И вот, в проеме двери сухощавый мужчина интеллигентной внешности. Лет пятидесяти пяти, с внимательными умными глазами. Врач – психотерапевт, их домашний доктор.
Домашний? Мирон Лукич в смятении. Вот так новость!
Ничего странного, - пояснил гость, - держать в тайне свои визиты к врачу - право жены. Если она не делилась с ним секретами, пусть все так и останется тайной. Будто тайной... Будто останется...
И приоткрыл завесу своих врачебных отношений с госпожой Фесенко.
Их знакомству несколько месяцев. Пусть Мирон Лукич не переживает, здоровью его жены ничего не грозит, речь об известных физиологических подвижках организма. Пятьдесят лет для женщины, все равно, что четырнадцать - для девочки. Капризный возраст, столько же новых ощущений, эмоций, неадекватных реакций… 
Врач, обычно бывает посвящен в интимные стороны жизни своих пациентов. В этом нет ничего удивительного, если разобраться в сути жалоб.
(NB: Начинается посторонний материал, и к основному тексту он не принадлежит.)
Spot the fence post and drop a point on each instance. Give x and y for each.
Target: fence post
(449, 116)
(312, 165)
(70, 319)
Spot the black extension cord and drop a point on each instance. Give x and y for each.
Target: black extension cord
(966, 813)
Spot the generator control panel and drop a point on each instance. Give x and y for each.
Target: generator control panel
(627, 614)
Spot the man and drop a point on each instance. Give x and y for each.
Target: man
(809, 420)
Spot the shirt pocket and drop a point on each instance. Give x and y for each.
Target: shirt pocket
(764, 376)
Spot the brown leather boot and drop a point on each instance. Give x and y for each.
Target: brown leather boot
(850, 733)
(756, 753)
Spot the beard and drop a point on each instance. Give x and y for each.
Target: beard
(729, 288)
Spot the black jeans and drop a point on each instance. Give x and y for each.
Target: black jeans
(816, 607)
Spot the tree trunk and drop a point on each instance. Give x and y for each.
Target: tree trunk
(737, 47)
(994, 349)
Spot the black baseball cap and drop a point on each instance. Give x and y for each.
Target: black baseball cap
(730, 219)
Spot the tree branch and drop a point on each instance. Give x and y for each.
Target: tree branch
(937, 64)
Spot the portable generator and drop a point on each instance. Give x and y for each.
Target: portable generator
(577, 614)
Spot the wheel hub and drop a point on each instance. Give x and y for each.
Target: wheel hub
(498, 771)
Он в курсе ее исторических, если можно сказать - претензий. Софья Тарасовна познакомила его с миром своих предков. Некоторые подробности в ее изложении выглядят весьма достоверно. Ее дальним предком, и в самом деле, мог быть фаворит императрицы Елизаветы Петровны - Лешка Розум, Алексей Разумовский.
Софья, Софья… -  обратился Мирон Лукич с мысленной укоризной к жене, не дает тебе покоя слава куртизана. Хочешь в лучах его светлости  погреться. Успокоилась бы…
- Софья Тарасовна, - продолжал врач, - о своих родовых корнях раньше не задумывалась, но в какой-то момент, они ей стали интересны. Изучая жизнь своих предков, она невольно увлеклась историей вообще, и то, что узнавала, встряхивало ее психику, Мирон Лукич, должно быть, почувствовал это на себе.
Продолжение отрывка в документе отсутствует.